Von alledem ließ sich Francesco nicht anfechten und war weit davon
entfernt, irgendein anderes Bewußtsein in sich zu pflegen, als daß er
seinen Pflichten leidlich gerecht wurde. Er las seine Messen, vollzog
mit nie vermindertem Eifer alle kirchlichen Funktionen des
Gottesdiensts und -- das kleine Schulzimmer befand sich im
Pfarrhause -- versah auch überdies die Obliegenheiten des weltlichen
Schulunterrichts.

* * * * *

Eines Abends, zu Anfang des Monats März, wurde sehr heftig an der
Klingel des Pfarrhöfchens gerissen, und als die Schaffnerin öffnen kam
und mit dem Licht der Laterne in das schlechte Wetter hinausleuchtete,
stand vor der Tür ein etwas verwilderter Kerl, der den Pfarrer zu
sprechen wünschte.
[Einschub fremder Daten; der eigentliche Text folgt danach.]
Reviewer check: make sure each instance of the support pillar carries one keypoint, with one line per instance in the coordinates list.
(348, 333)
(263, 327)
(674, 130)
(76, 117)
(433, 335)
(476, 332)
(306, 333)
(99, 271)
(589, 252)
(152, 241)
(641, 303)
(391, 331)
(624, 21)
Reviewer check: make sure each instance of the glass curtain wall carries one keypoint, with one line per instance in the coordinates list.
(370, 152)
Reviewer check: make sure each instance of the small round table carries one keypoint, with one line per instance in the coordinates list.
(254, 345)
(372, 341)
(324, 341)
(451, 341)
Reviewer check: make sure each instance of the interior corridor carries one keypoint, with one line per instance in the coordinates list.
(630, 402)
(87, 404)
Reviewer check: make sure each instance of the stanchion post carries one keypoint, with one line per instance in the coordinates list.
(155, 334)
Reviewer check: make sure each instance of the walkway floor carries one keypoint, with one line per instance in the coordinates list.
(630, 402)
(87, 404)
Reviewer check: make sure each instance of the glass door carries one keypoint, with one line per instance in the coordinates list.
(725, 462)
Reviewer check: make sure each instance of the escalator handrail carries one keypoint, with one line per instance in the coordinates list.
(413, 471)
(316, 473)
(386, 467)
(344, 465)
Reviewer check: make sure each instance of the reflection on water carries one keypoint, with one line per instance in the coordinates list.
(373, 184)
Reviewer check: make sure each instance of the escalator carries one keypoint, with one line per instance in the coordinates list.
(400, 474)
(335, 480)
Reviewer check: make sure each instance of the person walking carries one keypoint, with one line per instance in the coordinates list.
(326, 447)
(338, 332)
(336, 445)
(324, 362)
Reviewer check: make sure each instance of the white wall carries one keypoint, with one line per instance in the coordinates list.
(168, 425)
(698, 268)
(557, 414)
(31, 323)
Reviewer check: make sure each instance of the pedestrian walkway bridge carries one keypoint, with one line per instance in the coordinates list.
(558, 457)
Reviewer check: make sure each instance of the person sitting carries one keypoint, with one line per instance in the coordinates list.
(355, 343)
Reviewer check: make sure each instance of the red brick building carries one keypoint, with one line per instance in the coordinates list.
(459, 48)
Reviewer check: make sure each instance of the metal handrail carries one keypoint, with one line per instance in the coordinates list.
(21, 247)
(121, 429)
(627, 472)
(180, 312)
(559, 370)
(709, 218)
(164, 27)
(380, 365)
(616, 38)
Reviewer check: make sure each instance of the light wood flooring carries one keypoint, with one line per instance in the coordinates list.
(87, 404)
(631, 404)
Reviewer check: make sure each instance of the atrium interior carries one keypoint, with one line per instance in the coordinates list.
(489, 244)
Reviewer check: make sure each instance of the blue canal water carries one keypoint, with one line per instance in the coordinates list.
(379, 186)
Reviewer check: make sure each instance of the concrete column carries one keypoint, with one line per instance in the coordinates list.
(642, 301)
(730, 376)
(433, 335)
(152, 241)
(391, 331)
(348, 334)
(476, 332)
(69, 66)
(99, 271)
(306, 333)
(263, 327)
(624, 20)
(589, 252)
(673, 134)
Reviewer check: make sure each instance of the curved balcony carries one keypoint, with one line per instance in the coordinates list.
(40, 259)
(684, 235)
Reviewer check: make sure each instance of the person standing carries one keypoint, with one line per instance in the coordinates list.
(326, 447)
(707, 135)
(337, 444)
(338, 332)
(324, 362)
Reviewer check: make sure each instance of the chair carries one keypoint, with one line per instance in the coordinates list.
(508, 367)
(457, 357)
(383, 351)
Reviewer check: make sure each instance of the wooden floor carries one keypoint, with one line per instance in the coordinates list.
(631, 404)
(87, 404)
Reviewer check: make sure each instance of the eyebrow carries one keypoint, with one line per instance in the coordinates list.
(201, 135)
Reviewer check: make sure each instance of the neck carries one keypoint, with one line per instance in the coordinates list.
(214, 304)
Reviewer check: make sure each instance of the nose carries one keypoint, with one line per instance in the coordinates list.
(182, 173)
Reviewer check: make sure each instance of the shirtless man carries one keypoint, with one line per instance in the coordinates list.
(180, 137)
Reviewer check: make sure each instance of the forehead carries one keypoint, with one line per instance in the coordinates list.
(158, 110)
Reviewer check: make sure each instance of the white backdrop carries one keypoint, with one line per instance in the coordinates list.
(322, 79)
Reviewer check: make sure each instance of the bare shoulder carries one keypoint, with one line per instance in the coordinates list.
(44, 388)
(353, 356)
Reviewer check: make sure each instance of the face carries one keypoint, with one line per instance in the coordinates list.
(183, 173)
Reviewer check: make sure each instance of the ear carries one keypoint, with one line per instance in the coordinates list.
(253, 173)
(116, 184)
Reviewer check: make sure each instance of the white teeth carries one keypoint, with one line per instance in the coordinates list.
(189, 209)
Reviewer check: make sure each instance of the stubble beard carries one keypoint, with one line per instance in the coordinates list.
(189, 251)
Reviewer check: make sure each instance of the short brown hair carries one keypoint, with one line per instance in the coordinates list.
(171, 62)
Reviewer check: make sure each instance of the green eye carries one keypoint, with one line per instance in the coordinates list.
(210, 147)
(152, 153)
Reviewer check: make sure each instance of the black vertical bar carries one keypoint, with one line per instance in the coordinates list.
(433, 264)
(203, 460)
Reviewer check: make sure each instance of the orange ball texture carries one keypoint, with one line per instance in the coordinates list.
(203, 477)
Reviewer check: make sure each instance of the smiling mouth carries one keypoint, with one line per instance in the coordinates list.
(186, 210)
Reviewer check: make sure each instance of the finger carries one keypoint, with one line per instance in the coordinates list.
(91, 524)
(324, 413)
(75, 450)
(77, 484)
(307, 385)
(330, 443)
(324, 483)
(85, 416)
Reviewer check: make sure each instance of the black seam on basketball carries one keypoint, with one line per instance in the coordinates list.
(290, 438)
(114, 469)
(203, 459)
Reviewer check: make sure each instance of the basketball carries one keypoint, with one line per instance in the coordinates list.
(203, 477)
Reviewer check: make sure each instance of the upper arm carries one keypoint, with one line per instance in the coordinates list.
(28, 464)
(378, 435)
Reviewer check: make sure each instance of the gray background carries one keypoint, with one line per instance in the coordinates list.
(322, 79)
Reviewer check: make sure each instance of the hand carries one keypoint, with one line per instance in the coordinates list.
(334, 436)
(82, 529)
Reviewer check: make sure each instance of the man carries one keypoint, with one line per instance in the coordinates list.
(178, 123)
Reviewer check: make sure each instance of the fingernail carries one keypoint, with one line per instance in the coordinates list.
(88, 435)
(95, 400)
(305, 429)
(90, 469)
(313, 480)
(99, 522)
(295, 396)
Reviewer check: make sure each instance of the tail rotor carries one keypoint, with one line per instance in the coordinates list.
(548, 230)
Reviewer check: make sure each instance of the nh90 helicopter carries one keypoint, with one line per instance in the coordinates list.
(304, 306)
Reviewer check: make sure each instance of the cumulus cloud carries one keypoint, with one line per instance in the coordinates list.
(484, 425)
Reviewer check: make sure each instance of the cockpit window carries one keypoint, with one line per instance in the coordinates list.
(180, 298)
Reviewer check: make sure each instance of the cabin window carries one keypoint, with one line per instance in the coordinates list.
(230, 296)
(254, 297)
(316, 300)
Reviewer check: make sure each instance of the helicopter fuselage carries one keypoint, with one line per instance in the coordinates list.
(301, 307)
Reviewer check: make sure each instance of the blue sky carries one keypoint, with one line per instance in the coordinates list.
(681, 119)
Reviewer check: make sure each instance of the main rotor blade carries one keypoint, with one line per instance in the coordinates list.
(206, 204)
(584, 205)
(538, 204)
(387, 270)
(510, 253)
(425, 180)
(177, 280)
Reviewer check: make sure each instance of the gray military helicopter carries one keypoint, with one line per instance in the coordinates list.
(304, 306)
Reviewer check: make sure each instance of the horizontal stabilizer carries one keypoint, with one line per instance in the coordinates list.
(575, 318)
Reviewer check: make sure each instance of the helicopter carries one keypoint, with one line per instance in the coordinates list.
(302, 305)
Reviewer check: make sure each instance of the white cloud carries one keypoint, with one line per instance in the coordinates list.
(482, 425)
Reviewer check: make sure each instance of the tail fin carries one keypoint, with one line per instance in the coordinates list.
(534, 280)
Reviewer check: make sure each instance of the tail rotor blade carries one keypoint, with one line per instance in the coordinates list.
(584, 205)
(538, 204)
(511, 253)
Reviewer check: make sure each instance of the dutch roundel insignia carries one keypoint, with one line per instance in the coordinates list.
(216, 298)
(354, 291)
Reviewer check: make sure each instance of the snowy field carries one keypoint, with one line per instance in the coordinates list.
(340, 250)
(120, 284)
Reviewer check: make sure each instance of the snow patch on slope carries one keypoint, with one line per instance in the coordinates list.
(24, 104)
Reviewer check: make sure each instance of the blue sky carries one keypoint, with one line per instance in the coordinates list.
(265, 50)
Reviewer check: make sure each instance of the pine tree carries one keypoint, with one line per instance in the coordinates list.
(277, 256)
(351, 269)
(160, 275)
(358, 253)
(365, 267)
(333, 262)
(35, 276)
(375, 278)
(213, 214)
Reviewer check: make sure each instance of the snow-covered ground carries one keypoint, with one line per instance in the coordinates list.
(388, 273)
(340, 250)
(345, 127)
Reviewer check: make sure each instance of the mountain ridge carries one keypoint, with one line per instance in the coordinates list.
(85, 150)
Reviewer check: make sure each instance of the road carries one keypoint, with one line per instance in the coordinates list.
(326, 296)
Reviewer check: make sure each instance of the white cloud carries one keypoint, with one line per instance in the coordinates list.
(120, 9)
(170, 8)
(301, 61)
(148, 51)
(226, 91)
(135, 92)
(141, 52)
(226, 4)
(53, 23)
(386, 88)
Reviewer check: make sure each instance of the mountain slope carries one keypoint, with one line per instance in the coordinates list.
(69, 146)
Nachdem die Schaffnerin erst die Pforte wieder
geschlossen hatte, begab sich die alte Person zu ihrem jungen Gebieter
hinein, um, nicht ohne merkbare Ängstlichkeit, den späten Besucher
anzumelden. Allein Francesco, der es sich unter anderem zur Pflicht
gemacht hatte, niemand, wer es auch sei, der seiner bedürfe,
abzuweisen, sagte nur kurz, von der Lektüre irgendeines Kirchenvaters
aufblickend: »Geh', Petronilla, führ ihn herein.«

Bald darauf stand vor dem Tische des Pfarrers ein etwa vierzigjähriger
Mann, dessen Äußeres das der Landleute jener Gegend war, nur weit
vernachlässigter, ja, verwahrloster. Der Mann ging barfuß. Eine
zerlumpte, regendurchnäßte Hose war über den Hüften von einem Riemen
festgehalten. Das Hemd stand offen. Die braune, behaarte Brust setzte
sich in eine buschige Kehle und in ein von Bart- und Haupthaar schwarz
und dicht umwuchertes Antlitz fort, aus dem zwei dunkel glühende Augen
hervorbrannten.

Eine aus Flicken bestehende, vom Regen durchnäßte Jacke hatte der Mensch
nach Hirtenart über die linke Schulter gehängt, während er einen von
Wind und Wetter vieler Jahre entfärbten und zusammengeschrumpften,
kleinen Filz, aufgeregt, mit den braunen und harten Fäusten herumdrehte.
Einen langen Knüttel hatte er vor dem Eingang abgestellt.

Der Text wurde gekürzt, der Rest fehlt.